We could easily tell that the images distributed at the edge of the cluster are only meaningful along the direction of the boundary of the cluster or inside the cluster. If starting from an image on the boundary and add perturbation such that the corresponding low-dimensional point in TSNE map moves away from the cluster, we could see that the images can become difficult to recognize, such as being blurry, or containing features from multiple numbers at the same time. This phenomenon is a good illustration of the limited degrees of freedom of the data distribution. But on the basis of this phenomenon alone, we cannot conclude that there is a low-dimensional representation of the data distribution. Further exploration of the intrinsic nature of the dataset requires the use of an auto-encoder.

III Auto-Encoder in Representation Learning Perspective

An autoencoder is a type of artificial neural network used to learn efficient codings of unlabeled data. An autoencoder learns two functions: an encoding function that transforms the input data, and a decoding function that recreates the input data from the encoded representation. The autoencoder learns an efficient representation (encoding) for a set of data, typically for dimensionality reduction. The following figure shows a typical structure of autoencoder.

We can see from the figure that the number of output neurons in the encoder is significantly less than the number of input neurons. This shows that encoder part is a contraction map, mapping full image space onto a subspace of itself. The vector shown in orange is called embedded vector, it characterizes the information with maximum entropy. We can constrain what the decoder tries to output by setting the loss function. When we define the loss function as reconstruction loss, decoder will try to reconstruct the original input from the intermediate low-dimensional vector.

After training, the autoencoder is able to capture the internal structure of the data manifold and store it within the weights.

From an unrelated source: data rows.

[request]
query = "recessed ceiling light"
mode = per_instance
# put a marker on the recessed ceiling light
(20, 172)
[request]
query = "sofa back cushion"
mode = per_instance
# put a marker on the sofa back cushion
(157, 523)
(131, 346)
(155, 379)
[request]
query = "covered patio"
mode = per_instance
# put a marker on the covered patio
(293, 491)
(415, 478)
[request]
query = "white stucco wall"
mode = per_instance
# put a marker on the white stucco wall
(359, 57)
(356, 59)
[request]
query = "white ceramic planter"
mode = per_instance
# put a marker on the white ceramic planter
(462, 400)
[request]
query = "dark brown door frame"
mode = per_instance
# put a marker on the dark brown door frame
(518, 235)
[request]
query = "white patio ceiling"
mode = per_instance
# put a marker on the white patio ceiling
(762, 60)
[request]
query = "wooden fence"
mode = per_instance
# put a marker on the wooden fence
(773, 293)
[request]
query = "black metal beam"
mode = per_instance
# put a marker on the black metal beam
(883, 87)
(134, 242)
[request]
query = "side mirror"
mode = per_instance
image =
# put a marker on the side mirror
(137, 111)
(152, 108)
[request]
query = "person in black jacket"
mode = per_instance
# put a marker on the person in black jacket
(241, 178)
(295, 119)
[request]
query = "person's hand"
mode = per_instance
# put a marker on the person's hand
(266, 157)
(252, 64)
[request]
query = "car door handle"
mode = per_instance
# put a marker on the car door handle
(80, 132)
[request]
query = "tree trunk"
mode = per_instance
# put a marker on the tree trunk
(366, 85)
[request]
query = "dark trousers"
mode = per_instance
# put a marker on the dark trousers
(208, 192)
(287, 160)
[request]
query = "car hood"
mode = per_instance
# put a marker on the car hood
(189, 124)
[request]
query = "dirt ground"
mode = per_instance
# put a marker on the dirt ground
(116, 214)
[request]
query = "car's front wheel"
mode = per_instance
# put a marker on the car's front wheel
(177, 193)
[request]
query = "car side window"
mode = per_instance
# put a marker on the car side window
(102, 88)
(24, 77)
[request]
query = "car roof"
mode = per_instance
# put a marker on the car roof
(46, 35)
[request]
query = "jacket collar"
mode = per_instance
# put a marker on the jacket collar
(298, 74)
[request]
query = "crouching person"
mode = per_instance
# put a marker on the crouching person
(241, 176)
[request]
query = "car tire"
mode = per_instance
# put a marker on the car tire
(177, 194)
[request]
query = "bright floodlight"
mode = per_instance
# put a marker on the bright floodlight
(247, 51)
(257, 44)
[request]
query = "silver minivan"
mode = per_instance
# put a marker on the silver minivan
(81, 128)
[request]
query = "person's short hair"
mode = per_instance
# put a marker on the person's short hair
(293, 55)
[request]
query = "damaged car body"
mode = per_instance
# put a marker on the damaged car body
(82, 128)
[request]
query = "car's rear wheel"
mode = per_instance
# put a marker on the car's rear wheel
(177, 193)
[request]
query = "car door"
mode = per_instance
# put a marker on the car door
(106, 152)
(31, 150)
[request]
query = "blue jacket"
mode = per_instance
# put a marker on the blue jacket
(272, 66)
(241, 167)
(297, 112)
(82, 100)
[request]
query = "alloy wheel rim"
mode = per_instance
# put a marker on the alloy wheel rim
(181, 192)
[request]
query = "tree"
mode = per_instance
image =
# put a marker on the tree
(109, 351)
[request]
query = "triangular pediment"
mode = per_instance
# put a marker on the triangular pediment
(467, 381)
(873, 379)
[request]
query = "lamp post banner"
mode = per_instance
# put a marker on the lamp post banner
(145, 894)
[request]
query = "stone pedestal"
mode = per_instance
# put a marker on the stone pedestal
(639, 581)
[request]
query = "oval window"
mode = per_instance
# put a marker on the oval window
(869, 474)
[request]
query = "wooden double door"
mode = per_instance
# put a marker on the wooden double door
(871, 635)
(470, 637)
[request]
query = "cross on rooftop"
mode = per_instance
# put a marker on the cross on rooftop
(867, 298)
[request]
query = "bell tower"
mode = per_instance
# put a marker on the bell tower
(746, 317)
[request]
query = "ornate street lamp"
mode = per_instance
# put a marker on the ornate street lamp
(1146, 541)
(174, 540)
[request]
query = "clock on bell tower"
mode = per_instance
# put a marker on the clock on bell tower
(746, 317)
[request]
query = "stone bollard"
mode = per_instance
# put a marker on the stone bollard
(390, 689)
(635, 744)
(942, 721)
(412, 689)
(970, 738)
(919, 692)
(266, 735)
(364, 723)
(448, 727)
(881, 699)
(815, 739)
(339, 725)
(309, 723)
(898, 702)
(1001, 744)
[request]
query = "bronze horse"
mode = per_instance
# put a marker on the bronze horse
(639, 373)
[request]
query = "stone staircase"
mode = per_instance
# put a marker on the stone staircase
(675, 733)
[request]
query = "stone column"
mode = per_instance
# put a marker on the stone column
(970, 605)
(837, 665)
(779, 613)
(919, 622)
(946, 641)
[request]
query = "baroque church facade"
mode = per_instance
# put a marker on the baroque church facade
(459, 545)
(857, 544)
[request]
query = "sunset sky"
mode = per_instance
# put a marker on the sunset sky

Then the decoder at this point could be regarded as a local parameterization of the data manifold, and the encoder could be regarded as the inverse function of decoder.

IV Priori Estimation of Datasets by Computational Persistent Homology

Persistent homology is a method for computing topological features of a space at different spatial resolutions. More persistent features are detected over a wide range of spatial scales and are deemed more likely to represent true features of the underlying space rather than artifacts of sampling, noise, or particular choice of parameters.

To find the persistent homology of a space, the space must first be represented as a simplicial complex. A distance function on the underlying space corresponds to a filtration of the simplicial complex, that is a nested sequence of increasing subsets. One common method of doing this is via taking the sublevel filtration of the distance to a point cloud, or equivalently, the offset filtration on the point cloud and taking its nerve in order to get the simplicial filtration known as Čech filtration. A similar construction uses a nested sequence of Vietoris-Rips complexes known as the Vietoris-Rips filtration.

Most of the simplexes are defined on a given graph. The way to get graph is trivial. For a radius r, connect the points up to distance between each other is less than r. By tracing the timing of the birth and death of loops in the graph, we can make an analysis of a data manifold or a point cloud.

As shown in the above, the red loop survives longer as radius increases, and the birth and death of green loop are close. Based on this observation, we could conclude that the red is a more dominate feature of this point cloud. These features enable a preliminary analysis of the characteristics of the dataset. genus and dataset complexity, i.e., number of categories. We can also look at the topological noise distribution of the dataset by looking at loops with short survival times.